Homemade ghee (by the 5kg jar), rose water, fava beans (for falafels and ful medames), dates (called ‘Ballah’ in Egypt), spices (lots of spices – the cumin aroma was very strong growing up). And 6, 7, 8, 9 and 10 – the essentials: lots of onions, lots of garlic, lots of salt and lots of sugar.

What is your most memorable dining experience?

This one is too difficult to answer. What always stands out in my mind is eating with family and friends during Ramadan after fasting all day. There was, and still is, a huge variety of food and lots of happiness.

What influenced your love of food?

The cliché answer is, of course, Mum... and a huge appetite.

Who is the best cook you know?

Anyone can cook, but very few are naturals.

Who is on your dream dinner party table?

I recently saw a photo of Bassem Youssef (an Egyptian comedian) with Guy Pearce (my favourite Aussie actor). I think dinner with these fellas would be special. Two powerhouses, both very smart.

Share the menu of your last supper …

My wife is from a beautiful Greek Island called Lesvos. We love to visit as much as we can. On the menu for last supper would have to be fresh seafood from any random seaside village, with the best salads of all time.

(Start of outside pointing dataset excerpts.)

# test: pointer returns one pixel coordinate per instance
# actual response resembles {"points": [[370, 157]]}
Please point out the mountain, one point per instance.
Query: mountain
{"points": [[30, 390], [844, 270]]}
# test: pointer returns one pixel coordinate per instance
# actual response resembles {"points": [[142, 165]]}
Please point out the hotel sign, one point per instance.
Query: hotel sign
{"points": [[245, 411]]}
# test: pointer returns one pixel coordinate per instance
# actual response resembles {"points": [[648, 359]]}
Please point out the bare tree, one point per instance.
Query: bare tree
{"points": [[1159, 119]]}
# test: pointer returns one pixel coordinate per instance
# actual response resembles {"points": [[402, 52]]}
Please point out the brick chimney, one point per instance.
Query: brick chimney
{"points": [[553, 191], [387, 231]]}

What is your favourite vegetable (we believe it tells you everything you need to know about someone)?

Potatoes! Starch in all its forms. However, we do understand that it is not the healthiest of roots.

What are your top five favourite places to dine?

Whatever Mitch [Orr] is cooking up at Kiln is probably going to be some of the best food in Sydney. He also supports the same football team as I do, so we share similar pains. My Egyptian brother Paul Farag at Noor and AALIA. He is an absolute magician. Although we haven’t seen him for a while at any of his epic restaurants, Brent Savage. My family and I love good Italian food and you can't go past the old lady Fratelli Paradiso and the new kid on the block, Pelligrino 2000. XOPP is also a great experience with the family, but we have to get approval from our mortgage broker for this one as the market price lobster with garlic is too good to miss.

 

 

Recipe for Koshari (serves 4)

Koshari is a national Egyptian dish. It used to be a peasant dish for those who could not afford meat, but now it is eaten all year round and is also very popular during lent. It's an unusual mash up of ingredients that just seems to work. The vinegary garlic, tomato salsa and crispy fried onions are what makes it so special.

Pasta

1 cup mini macaroni
Handful thin spaghetti
2 tsp salt
1/3 tsp pepper
1 tbsp oil

Method

Place boiling water in a pot with salt. Add mini macaroni and spaghetti (broken into half). Bring to boil then low cook for 15 minutes. When cooked, drain. Heat oil in a pot add the pasta, salt and pepper. Cook and stir for 1 minute then take off heat.

Salsa

1 tbsp minced garlic
3 tsbp oil
3 tsbp tomato paste
1 cup water
¼ tsp salt
¼ tsp pepper
1-2 tbsp white vinegar

Method

Heat oil then add minced garlic. Brown the garlic (5–10 minutes). Add tomato paste, cup of water, ¼ tsp of salt, ¼ tsp of pepper, and white vinegar. Mix well for a minute then cover and cook on low for 5 minutes or until boiling.

Crisp Onions

5 large onions
¾ cup oil

Method

Slice onions and add to a pot with ¾ cup of oil. Cook till really brown (30-40 minutes). Drain oil and place onions on paper towel for an hour to crisp up.

Lentils

6 brown onions, medium sized
1/3 cup oil
1.5 cups brown lentils
2 tsp salt
1/3 tsp pepper
½ tsp cumin
2 cups rice

Dice onions and place in a pot with oil. Cook till browned. Soak lentils for two hours, rinse then place in a large pot with water. Place on high heat and add the browned onions, oil, salt, pepper and cumin. Cover and cook for approximately 20 minutes. Mix in washed rice and cover. Reduce heat and cook on low for 30 minutes stirring occasionally. To serve, place the lentil rice on a plate then the pasta, followed by the crisp onions and finally drizzle the salsa on top.